## Utilities

In [None]:
from transformers import *
import pandas as pd
import pickle

from sklearn.feature_extraction.text import TfidfVectorizer
import numpy as np
import codecs
from nltk.corpus import stopwords
import string
from scipy import sparse
from nltk.stem import WordNetLemmatizer
from nltk.tokenize import TweetTokenizer
from math import log
import operator

import torch 
import torch.nn as nn
from torch.autograd import Variable
import torch.nn.functional as F
import torch.autograd as autograd
import math
import spacy
torch.manual_seed(123)

import random
random.seed(123)

np.random.seed(123)
nlp = spacy.load("en_core_web_sm")

device = torch.device('cuda')

import sys
import os

from sklearn.feature_extraction.text import TfidfVectorizer
import numpy as np
import codecs
import string
from scipy import sparse
import torch.nn as nn
from torch.autograd import Variable
import torch.nn.functional as F
import torch.autograd as autograd
import math
import torch.utils.data as data_utils
import transformers

## Load Model

In [None]:
model_class, tokenizer_class, config_class, pretrained_weights = BertModel, BertTokenizer, BertConfig, 'bert-base-uncased'

In [None]:
pretrained_weights = 'bert-base-uncased'
tokenizer = tokenizer_class.from_pretrained(pretrained_weights,
                                            do_lower_case=True)

## Data

In [None]:
def load_data(path, avg):
    df = pd.read_table(path, sep = '\t')
    df['label'] = np.where(df['average'] > avg, 1, 0)
    x = df['text']
    y = df['label']
    from sklearn.model_selection import train_test_split
    corpus, dev_corpus, y, dev_y = train_test_split(x, y, test_size = 0.2, random_state = 42)
    return corpus.values, y.values, dev_corpus.values, dev_y.values

In [None]:
path = 'task_a_distant.tsv'
avg = 0.5
corpus, y, dev_corpus, dev_y = load_data(df, avg)

In [None]:
corpus_tokenized = corpus
dev_corpus_tokenized = dev_corpus
for i in range(len(corpus)):
    try:
        corpus_tokenized[i] = tokenizer.tokenize(corpus[i])
        if (i%10000 == 0):
            print (i, len(corpus))
    except:
        print (i)
        pass
    
for i in range(len(dev_corpus)):
    try:
        dev_corpus_tokenized[i] = tokenizer.tokenize(dev_corpus[i])
        if (i%10000 == 0):
            print (i, len(dev_corpus))
    except:
        print (i)
        pass

In [None]:
length_ = 0
for i in range(10000):
    length_ += len(corpus_tokenized[i])

print ("Average Length: ", length_/10000)

In [None]:
def vectorize(corpus):
    input_ids_list = []
    segment_ids_list = []
    input_mask_list = []
    max_seq_length = 64
    for i in range(len(corpus)):
        to_append = ["[CLS]"] + corpus[i][:max_seq_length-2] + ["[SEP]"] 
        segment_ids = [0] * (len(corpus[i][:max_seq_length-2]) + 2) 
        input_ids = tokenizer.convert_tokens_to_ids(to_append)
        input_mask = [1] * len(input_ids)
        padding = [0] * (max_seq_length - len(input_ids))
        input_ids += padding
        input_mask += padding
        segment_ids += padding
        assert (len(input_ids) == max_seq_length)
        assert (len(input_mask) == max_seq_length)
        assert (len(segment_ids) == max_seq_length)
        input_ids_list.append(input_ids)
        segment_ids_list.append(segment_ids)
        input_mask_list.append(input_mask)

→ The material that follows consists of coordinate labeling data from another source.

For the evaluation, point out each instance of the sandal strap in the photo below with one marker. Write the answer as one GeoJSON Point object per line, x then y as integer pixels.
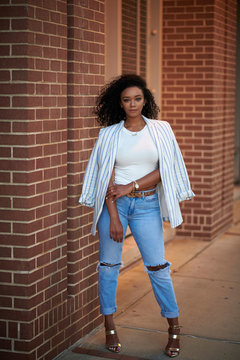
{"type": "Point", "coordinates": [173, 336]}
{"type": "Point", "coordinates": [173, 349]}
{"type": "Point", "coordinates": [111, 332]}
{"type": "Point", "coordinates": [175, 327]}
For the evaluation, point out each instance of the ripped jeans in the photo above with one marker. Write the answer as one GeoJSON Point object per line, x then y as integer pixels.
{"type": "Point", "coordinates": [143, 217]}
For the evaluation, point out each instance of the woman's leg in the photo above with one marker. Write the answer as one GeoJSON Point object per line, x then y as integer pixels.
{"type": "Point", "coordinates": [110, 253]}
{"type": "Point", "coordinates": [146, 226]}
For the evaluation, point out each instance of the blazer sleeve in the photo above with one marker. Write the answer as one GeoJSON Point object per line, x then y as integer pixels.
{"type": "Point", "coordinates": [87, 197]}
{"type": "Point", "coordinates": [184, 191]}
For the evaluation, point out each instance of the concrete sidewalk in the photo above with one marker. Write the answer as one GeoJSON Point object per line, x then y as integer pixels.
{"type": "Point", "coordinates": [206, 278]}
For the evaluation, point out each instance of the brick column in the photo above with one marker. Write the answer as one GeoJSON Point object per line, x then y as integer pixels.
{"type": "Point", "coordinates": [48, 282]}
{"type": "Point", "coordinates": [85, 78]}
{"type": "Point", "coordinates": [199, 40]}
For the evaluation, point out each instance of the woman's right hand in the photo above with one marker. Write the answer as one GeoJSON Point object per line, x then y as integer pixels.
{"type": "Point", "coordinates": [116, 230]}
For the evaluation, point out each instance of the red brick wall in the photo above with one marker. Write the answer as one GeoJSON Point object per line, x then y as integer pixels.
{"type": "Point", "coordinates": [48, 82]}
{"type": "Point", "coordinates": [130, 33]}
{"type": "Point", "coordinates": [198, 100]}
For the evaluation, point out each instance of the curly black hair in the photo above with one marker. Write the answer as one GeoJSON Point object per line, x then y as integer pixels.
{"type": "Point", "coordinates": [108, 109]}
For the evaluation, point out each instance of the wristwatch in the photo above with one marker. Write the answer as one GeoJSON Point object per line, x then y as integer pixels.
{"type": "Point", "coordinates": [136, 185]}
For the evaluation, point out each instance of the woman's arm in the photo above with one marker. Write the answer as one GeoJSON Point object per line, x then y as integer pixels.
{"type": "Point", "coordinates": [147, 182]}
{"type": "Point", "coordinates": [116, 229]}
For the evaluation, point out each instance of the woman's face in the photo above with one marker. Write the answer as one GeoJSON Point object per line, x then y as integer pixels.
{"type": "Point", "coordinates": [132, 101]}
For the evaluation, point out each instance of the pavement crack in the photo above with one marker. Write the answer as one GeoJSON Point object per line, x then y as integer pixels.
{"type": "Point", "coordinates": [229, 341]}
{"type": "Point", "coordinates": [203, 278]}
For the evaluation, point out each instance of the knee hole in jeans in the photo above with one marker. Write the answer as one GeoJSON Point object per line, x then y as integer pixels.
{"type": "Point", "coordinates": [157, 267]}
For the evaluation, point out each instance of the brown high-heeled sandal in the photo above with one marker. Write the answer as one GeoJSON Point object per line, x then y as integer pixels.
{"type": "Point", "coordinates": [169, 350]}
{"type": "Point", "coordinates": [116, 348]}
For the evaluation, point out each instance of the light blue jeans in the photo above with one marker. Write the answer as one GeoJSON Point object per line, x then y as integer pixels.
{"type": "Point", "coordinates": [143, 217]}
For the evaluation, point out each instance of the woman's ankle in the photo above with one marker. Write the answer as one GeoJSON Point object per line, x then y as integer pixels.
{"type": "Point", "coordinates": [109, 322]}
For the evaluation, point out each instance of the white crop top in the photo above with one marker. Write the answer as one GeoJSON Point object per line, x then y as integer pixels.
{"type": "Point", "coordinates": [136, 156]}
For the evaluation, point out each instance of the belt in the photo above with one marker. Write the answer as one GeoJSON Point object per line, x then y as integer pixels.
{"type": "Point", "coordinates": [140, 194]}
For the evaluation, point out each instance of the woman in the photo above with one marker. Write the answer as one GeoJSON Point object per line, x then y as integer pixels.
{"type": "Point", "coordinates": [135, 176]}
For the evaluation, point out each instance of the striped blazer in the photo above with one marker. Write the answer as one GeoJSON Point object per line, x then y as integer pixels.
{"type": "Point", "coordinates": [173, 188]}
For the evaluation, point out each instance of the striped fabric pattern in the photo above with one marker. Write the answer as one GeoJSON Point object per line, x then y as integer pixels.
{"type": "Point", "coordinates": [173, 188]}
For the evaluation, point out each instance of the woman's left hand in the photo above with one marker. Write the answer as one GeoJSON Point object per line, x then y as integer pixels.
{"type": "Point", "coordinates": [116, 191]}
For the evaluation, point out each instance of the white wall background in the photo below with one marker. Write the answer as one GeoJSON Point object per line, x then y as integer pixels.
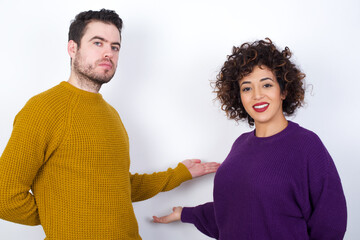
{"type": "Point", "coordinates": [170, 52]}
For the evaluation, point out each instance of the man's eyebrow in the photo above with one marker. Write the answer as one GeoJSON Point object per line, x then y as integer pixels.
{"type": "Point", "coordinates": [104, 40]}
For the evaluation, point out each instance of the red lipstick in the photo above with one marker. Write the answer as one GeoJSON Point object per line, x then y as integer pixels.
{"type": "Point", "coordinates": [261, 107]}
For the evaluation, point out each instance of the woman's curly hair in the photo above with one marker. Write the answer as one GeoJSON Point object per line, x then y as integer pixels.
{"type": "Point", "coordinates": [242, 62]}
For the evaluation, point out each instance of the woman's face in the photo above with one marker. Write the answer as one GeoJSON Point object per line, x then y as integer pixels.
{"type": "Point", "coordinates": [261, 96]}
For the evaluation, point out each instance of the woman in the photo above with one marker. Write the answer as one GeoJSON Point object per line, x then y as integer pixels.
{"type": "Point", "coordinates": [278, 181]}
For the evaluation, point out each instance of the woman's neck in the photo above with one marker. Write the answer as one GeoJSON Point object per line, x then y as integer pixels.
{"type": "Point", "coordinates": [270, 128]}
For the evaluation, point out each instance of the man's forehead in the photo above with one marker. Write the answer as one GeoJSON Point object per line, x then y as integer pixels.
{"type": "Point", "coordinates": [108, 31]}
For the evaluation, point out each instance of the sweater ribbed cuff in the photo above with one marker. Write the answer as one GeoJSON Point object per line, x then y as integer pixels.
{"type": "Point", "coordinates": [186, 215]}
{"type": "Point", "coordinates": [182, 173]}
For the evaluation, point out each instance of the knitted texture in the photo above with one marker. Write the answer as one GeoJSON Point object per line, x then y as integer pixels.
{"type": "Point", "coordinates": [281, 187]}
{"type": "Point", "coordinates": [71, 149]}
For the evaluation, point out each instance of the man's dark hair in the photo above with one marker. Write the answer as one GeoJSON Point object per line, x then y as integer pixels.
{"type": "Point", "coordinates": [78, 25]}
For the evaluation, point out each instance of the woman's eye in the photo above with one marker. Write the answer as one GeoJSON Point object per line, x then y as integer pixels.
{"type": "Point", "coordinates": [267, 85]}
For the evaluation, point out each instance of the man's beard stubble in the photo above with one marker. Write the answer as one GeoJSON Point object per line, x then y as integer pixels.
{"type": "Point", "coordinates": [87, 75]}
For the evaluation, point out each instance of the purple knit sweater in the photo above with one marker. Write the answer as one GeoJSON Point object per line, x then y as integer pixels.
{"type": "Point", "coordinates": [281, 187]}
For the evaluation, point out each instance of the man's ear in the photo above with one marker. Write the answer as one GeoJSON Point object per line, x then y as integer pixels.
{"type": "Point", "coordinates": [72, 48]}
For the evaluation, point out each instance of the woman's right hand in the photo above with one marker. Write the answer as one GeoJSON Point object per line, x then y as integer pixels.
{"type": "Point", "coordinates": [172, 217]}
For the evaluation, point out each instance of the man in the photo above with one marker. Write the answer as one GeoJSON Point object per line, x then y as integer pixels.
{"type": "Point", "coordinates": [71, 149]}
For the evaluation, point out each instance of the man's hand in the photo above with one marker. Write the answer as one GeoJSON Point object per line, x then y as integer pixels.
{"type": "Point", "coordinates": [197, 168]}
{"type": "Point", "coordinates": [172, 217]}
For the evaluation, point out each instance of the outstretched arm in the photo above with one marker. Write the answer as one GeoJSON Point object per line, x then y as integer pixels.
{"type": "Point", "coordinates": [144, 186]}
{"type": "Point", "coordinates": [198, 168]}
{"type": "Point", "coordinates": [202, 216]}
{"type": "Point", "coordinates": [172, 217]}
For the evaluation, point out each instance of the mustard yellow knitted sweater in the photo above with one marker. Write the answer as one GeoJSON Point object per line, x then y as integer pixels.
{"type": "Point", "coordinates": [71, 149]}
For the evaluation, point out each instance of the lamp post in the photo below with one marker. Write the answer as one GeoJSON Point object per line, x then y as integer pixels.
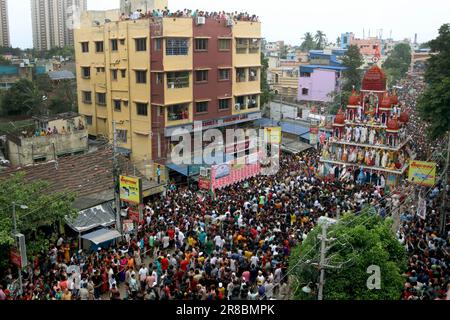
{"type": "Point", "coordinates": [24, 207]}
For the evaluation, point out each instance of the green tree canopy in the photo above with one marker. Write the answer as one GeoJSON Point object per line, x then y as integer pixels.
{"type": "Point", "coordinates": [23, 98]}
{"type": "Point", "coordinates": [308, 42]}
{"type": "Point", "coordinates": [44, 209]}
{"type": "Point", "coordinates": [398, 62]}
{"type": "Point", "coordinates": [434, 104]}
{"type": "Point", "coordinates": [360, 242]}
{"type": "Point", "coordinates": [321, 40]}
{"type": "Point", "coordinates": [353, 61]}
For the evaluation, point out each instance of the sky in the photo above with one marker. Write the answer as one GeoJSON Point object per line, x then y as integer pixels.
{"type": "Point", "coordinates": [289, 20]}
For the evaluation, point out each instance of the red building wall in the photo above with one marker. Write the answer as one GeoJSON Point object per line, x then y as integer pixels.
{"type": "Point", "coordinates": [212, 59]}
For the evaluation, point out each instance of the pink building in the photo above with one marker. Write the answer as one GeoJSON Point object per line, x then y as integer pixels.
{"type": "Point", "coordinates": [317, 82]}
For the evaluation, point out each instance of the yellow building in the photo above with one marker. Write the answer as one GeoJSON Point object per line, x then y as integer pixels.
{"type": "Point", "coordinates": [153, 75]}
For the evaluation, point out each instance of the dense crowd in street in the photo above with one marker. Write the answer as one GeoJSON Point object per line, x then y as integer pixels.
{"type": "Point", "coordinates": [237, 244]}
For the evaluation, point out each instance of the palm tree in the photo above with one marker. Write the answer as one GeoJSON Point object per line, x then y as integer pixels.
{"type": "Point", "coordinates": [308, 42]}
{"type": "Point", "coordinates": [321, 40]}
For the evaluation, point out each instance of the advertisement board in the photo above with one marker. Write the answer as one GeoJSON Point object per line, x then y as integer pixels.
{"type": "Point", "coordinates": [422, 173]}
{"type": "Point", "coordinates": [131, 189]}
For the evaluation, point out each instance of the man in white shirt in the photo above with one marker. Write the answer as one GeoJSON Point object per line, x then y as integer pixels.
{"type": "Point", "coordinates": [143, 273]}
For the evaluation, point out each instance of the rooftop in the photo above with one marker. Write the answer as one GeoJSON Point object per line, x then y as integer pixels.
{"type": "Point", "coordinates": [89, 176]}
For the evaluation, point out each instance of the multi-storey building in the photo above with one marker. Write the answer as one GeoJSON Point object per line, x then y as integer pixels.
{"type": "Point", "coordinates": [152, 76]}
{"type": "Point", "coordinates": [54, 21]}
{"type": "Point", "coordinates": [4, 24]}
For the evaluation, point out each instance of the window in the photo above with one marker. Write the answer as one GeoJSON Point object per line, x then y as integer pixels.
{"type": "Point", "coordinates": [177, 80]}
{"type": "Point", "coordinates": [101, 99]}
{"type": "Point", "coordinates": [141, 76]}
{"type": "Point", "coordinates": [114, 45]}
{"type": "Point", "coordinates": [87, 97]}
{"type": "Point", "coordinates": [86, 72]}
{"type": "Point", "coordinates": [117, 105]}
{"type": "Point", "coordinates": [254, 46]}
{"type": "Point", "coordinates": [158, 44]}
{"type": "Point", "coordinates": [177, 47]}
{"type": "Point", "coordinates": [141, 44]}
{"type": "Point", "coordinates": [240, 75]}
{"type": "Point", "coordinates": [201, 76]}
{"type": "Point", "coordinates": [122, 135]}
{"type": "Point", "coordinates": [224, 104]}
{"type": "Point", "coordinates": [142, 109]}
{"type": "Point", "coordinates": [201, 44]}
{"type": "Point", "coordinates": [252, 74]}
{"type": "Point", "coordinates": [252, 102]}
{"type": "Point", "coordinates": [201, 107]}
{"type": "Point", "coordinates": [98, 46]}
{"type": "Point", "coordinates": [240, 103]}
{"type": "Point", "coordinates": [160, 78]}
{"type": "Point", "coordinates": [224, 74]}
{"type": "Point", "coordinates": [241, 46]}
{"type": "Point", "coordinates": [224, 44]}
{"type": "Point", "coordinates": [85, 47]}
{"type": "Point", "coordinates": [178, 112]}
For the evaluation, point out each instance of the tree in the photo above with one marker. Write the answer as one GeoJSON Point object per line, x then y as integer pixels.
{"type": "Point", "coordinates": [321, 40]}
{"type": "Point", "coordinates": [23, 98]}
{"type": "Point", "coordinates": [361, 241]}
{"type": "Point", "coordinates": [434, 104]}
{"type": "Point", "coordinates": [44, 210]}
{"type": "Point", "coordinates": [308, 43]}
{"type": "Point", "coordinates": [353, 61]}
{"type": "Point", "coordinates": [398, 62]}
{"type": "Point", "coordinates": [266, 94]}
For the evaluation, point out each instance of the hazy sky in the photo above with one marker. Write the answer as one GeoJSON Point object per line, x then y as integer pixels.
{"type": "Point", "coordinates": [289, 19]}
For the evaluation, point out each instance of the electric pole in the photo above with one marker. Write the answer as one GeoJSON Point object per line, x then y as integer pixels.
{"type": "Point", "coordinates": [116, 180]}
{"type": "Point", "coordinates": [444, 196]}
{"type": "Point", "coordinates": [323, 249]}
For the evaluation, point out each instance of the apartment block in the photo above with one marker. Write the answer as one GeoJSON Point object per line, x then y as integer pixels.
{"type": "Point", "coordinates": [152, 76]}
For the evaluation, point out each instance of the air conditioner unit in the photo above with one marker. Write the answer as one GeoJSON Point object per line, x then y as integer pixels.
{"type": "Point", "coordinates": [201, 20]}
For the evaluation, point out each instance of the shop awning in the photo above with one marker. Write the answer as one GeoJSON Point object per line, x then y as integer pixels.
{"type": "Point", "coordinates": [99, 216]}
{"type": "Point", "coordinates": [101, 236]}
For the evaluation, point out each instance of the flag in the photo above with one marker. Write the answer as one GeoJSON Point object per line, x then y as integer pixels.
{"type": "Point", "coordinates": [422, 208]}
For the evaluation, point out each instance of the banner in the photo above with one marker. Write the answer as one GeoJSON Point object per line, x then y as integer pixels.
{"type": "Point", "coordinates": [422, 173]}
{"type": "Point", "coordinates": [273, 135]}
{"type": "Point", "coordinates": [131, 189]}
{"type": "Point", "coordinates": [128, 226]}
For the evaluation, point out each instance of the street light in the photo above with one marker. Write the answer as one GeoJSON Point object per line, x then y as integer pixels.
{"type": "Point", "coordinates": [23, 207]}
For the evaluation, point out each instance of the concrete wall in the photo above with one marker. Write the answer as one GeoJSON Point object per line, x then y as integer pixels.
{"type": "Point", "coordinates": [320, 84]}
{"type": "Point", "coordinates": [42, 147]}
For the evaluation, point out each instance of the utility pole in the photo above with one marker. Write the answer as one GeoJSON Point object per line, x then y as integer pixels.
{"type": "Point", "coordinates": [116, 180]}
{"type": "Point", "coordinates": [444, 196]}
{"type": "Point", "coordinates": [323, 249]}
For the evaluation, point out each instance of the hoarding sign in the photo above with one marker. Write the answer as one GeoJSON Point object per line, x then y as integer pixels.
{"type": "Point", "coordinates": [422, 173]}
{"type": "Point", "coordinates": [131, 189]}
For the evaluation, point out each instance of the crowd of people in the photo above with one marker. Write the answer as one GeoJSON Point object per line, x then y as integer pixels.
{"type": "Point", "coordinates": [187, 13]}
{"type": "Point", "coordinates": [235, 245]}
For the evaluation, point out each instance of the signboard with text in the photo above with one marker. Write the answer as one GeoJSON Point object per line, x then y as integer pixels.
{"type": "Point", "coordinates": [131, 189]}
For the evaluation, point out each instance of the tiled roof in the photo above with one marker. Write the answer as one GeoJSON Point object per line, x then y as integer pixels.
{"type": "Point", "coordinates": [89, 175]}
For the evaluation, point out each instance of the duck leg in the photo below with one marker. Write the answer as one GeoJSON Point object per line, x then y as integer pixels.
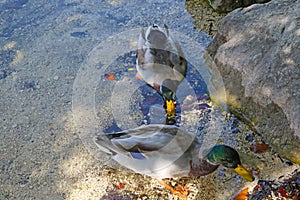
{"type": "Point", "coordinates": [181, 192]}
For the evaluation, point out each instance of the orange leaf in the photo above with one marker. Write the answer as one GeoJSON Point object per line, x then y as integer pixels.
{"type": "Point", "coordinates": [283, 192]}
{"type": "Point", "coordinates": [259, 148]}
{"type": "Point", "coordinates": [242, 195]}
{"type": "Point", "coordinates": [110, 76]}
{"type": "Point", "coordinates": [120, 186]}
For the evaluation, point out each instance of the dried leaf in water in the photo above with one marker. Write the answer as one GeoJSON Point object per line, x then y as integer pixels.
{"type": "Point", "coordinates": [283, 192]}
{"type": "Point", "coordinates": [110, 76]}
{"type": "Point", "coordinates": [259, 148]}
{"type": "Point", "coordinates": [243, 195]}
{"type": "Point", "coordinates": [120, 186]}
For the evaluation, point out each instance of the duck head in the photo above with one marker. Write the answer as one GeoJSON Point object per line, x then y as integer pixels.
{"type": "Point", "coordinates": [156, 36]}
{"type": "Point", "coordinates": [228, 157]}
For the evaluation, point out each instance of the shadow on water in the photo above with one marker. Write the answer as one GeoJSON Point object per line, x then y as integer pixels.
{"type": "Point", "coordinates": [151, 104]}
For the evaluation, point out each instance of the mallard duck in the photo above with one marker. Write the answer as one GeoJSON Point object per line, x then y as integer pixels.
{"type": "Point", "coordinates": [161, 63]}
{"type": "Point", "coordinates": [166, 151]}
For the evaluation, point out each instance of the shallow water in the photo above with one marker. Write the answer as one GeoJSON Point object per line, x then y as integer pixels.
{"type": "Point", "coordinates": [55, 97]}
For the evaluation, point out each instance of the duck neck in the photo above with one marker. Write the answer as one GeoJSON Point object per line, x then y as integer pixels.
{"type": "Point", "coordinates": [201, 168]}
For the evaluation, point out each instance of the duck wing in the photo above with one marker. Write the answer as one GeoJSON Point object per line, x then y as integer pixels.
{"type": "Point", "coordinates": [153, 150]}
{"type": "Point", "coordinates": [146, 140]}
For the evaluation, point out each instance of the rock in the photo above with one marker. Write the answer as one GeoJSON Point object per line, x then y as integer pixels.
{"type": "Point", "coordinates": [230, 5]}
{"type": "Point", "coordinates": [257, 52]}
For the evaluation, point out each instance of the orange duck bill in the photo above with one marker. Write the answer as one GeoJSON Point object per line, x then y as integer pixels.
{"type": "Point", "coordinates": [170, 107]}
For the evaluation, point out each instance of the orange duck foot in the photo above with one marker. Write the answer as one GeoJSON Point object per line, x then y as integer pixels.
{"type": "Point", "coordinates": [181, 192]}
{"type": "Point", "coordinates": [138, 76]}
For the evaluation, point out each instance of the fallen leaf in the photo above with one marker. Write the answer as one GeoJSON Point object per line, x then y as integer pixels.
{"type": "Point", "coordinates": [243, 195]}
{"type": "Point", "coordinates": [259, 148]}
{"type": "Point", "coordinates": [283, 192]}
{"type": "Point", "coordinates": [120, 186]}
{"type": "Point", "coordinates": [110, 76]}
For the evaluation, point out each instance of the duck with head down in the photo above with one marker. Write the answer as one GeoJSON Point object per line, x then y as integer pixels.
{"type": "Point", "coordinates": [161, 63]}
{"type": "Point", "coordinates": [165, 151]}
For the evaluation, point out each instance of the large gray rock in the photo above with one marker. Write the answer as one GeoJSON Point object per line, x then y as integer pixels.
{"type": "Point", "coordinates": [257, 50]}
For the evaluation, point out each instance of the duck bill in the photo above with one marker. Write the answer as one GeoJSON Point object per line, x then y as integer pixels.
{"type": "Point", "coordinates": [244, 173]}
{"type": "Point", "coordinates": [170, 107]}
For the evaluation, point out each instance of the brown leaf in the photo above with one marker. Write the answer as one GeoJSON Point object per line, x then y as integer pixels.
{"type": "Point", "coordinates": [283, 192]}
{"type": "Point", "coordinates": [120, 186]}
{"type": "Point", "coordinates": [259, 148]}
{"type": "Point", "coordinates": [243, 195]}
{"type": "Point", "coordinates": [110, 76]}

    return input_ids_list, segment_ids_list, input_mask_list

In [None]:
def vectorize_dev(corpus):
    input_ids_list = []
    segment_ids_list = []
    input_mask_list = []
    max_seq_length = 64
    for i in range(len(corpus)):
        to_append = ["[CLS]"] + corpus[i][:max_seq_length-2] + ["[SEP]"] 
        segment_ids = [0] * (len(corpus[i][:max_seq_length-2]) + 2) 
        input_ids = tokenizer.convert_tokens_to_ids(to_append)
        input_mask = [1] * len(input_ids)
        padding = [0] * (max_seq_length - len(input_ids))
        input_ids += padding
        input_mask += padding
        segment_ids += padding
        assert (len(input_ids) == max_seq_length)
        assert (len(input_mask) == max_seq_length)
        assert (len(segment_ids) == max_seq_length)
        input_ids_list.append(input_ids)
        segment_ids_list.append(segment_ids)
        input_mask_list.append(input_mask)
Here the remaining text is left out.